- May 23, 2015
- 25,725
- Pool Size
- 16000
- Surface
- Plaster
- Chlorine
- Salt Water Generator
- SWG Type
- Pentair Intellichlor IC-60
To be fair, my installer said something similar regarding the anode. I asked for it based on everything I read claiming salt generators would cause corrosion to the heater. I figured it couldn’t hurt to add it. I also asked for it installed sideways or downwards but they were concerned it would be more likely to leak installed that way. Is the info about heat exchanger corrosion BS?

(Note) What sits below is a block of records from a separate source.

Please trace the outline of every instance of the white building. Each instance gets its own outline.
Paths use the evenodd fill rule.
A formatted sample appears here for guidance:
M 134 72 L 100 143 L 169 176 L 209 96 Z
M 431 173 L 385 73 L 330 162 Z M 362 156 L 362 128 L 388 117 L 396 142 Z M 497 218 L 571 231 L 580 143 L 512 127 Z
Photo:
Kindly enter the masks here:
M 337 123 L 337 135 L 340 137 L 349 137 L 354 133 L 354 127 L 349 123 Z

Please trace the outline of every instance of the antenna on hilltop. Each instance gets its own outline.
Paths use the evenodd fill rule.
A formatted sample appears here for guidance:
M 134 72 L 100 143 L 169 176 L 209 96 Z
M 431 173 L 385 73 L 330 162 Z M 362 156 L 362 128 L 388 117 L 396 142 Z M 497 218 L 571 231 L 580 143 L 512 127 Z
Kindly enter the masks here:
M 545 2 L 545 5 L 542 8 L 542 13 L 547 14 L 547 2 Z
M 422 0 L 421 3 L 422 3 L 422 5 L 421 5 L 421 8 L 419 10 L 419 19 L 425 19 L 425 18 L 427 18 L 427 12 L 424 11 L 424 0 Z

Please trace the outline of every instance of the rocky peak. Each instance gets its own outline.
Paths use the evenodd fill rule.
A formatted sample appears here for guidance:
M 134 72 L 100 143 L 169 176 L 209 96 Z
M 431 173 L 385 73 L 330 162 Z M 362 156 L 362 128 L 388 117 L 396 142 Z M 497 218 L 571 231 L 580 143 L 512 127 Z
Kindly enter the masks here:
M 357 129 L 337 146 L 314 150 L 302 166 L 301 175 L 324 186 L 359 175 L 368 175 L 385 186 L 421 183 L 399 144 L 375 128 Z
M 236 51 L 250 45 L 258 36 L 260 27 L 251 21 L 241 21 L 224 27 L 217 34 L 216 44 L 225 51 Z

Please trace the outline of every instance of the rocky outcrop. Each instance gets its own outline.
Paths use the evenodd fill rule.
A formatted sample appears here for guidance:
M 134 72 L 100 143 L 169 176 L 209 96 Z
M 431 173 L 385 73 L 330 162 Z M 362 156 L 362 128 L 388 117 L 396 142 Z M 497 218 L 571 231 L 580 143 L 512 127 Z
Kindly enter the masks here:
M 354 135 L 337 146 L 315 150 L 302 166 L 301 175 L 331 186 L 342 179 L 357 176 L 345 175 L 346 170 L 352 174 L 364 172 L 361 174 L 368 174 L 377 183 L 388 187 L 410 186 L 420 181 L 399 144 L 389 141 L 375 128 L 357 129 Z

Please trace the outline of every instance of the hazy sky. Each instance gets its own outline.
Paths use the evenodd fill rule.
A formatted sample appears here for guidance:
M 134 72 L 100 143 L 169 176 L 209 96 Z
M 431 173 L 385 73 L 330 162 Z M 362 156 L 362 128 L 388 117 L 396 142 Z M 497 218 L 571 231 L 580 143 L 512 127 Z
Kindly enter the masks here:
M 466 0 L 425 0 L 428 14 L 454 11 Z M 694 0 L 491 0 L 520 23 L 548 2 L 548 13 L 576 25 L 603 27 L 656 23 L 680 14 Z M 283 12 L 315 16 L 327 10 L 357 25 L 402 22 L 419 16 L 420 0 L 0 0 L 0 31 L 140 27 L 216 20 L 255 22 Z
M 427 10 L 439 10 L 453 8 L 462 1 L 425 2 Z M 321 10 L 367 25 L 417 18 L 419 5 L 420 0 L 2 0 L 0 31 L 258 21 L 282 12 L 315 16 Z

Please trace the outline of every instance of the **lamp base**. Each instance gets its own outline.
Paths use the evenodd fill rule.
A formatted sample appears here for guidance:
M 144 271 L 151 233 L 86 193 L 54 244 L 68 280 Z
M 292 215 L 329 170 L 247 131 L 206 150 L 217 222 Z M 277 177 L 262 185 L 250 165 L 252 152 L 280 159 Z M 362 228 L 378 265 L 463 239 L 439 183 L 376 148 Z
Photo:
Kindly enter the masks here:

Corrosion is caused by poor water chemistry and, specifically, low pH. “Salt” has nothing to do with it. Your pool’s salinity is roughly 10% the salinity of seawater and even at 3600ppm it would still be considered only mildly brackish by the standard definitions of salinity. Pool builders and rando facebook internet “experts” love to state that salt water causes corrosion and make a big fuss about it without any proof otherwise. And, for all the people that hate on salt, guess what - every pool is a salt water pool because the chemicals and people we put in to the pool add salt. All chlorine based chemicals, both sanitizers and acid, end up as chloride eventually. So most pools will naturally have a salinity above 1000ppm and some get even as high as 2000ppm all on their own. So the idea that adding salt to water and using an SWG is somehow the death of a pool is bogus.
As for heaters, they corrode from bad water chemistry and, specifically, the improper use of trichlor pucks. Whenever TFP gets a new post from someone about how their heater is corroded and leaking, almost 99% of the time when they are asked for pictures you see a puck feeder sitting right after the heater in the plumbing. And, usually, when you dig in further you’ll find that they use a pool service and the pool guy adds chemicals directly to the skimmer or leaves pucks in the skimmer. The acidity of those trichlor pucks can not be overstated enough and trichlor feeders were never meant to be used on residential pools.
You have a heat pump. Most modern heat pumps use titanium tubing as the heat exchanger and so it is far less prone to corrosion than copper. Also, even if you put zinc and titanium in a galvanic couple, nothing will happen because titanium is not electro chemically active. It builds up a very strong and adherent oxide layer on the surface that will not conduct any electrical current. So the zinc anode does nothing for your heaters titanium heat exchanger.
So, at the end of the day, that zinc anode really isn’t doing anything useful but chemically corroding and throwing off scale into the plumbing. That may or may not be an issue but it is, at best, nothing more than a placebo. If you want to keep it there, fine, it’s not causing any chemical problems. But they are really not worth it or necessary to install.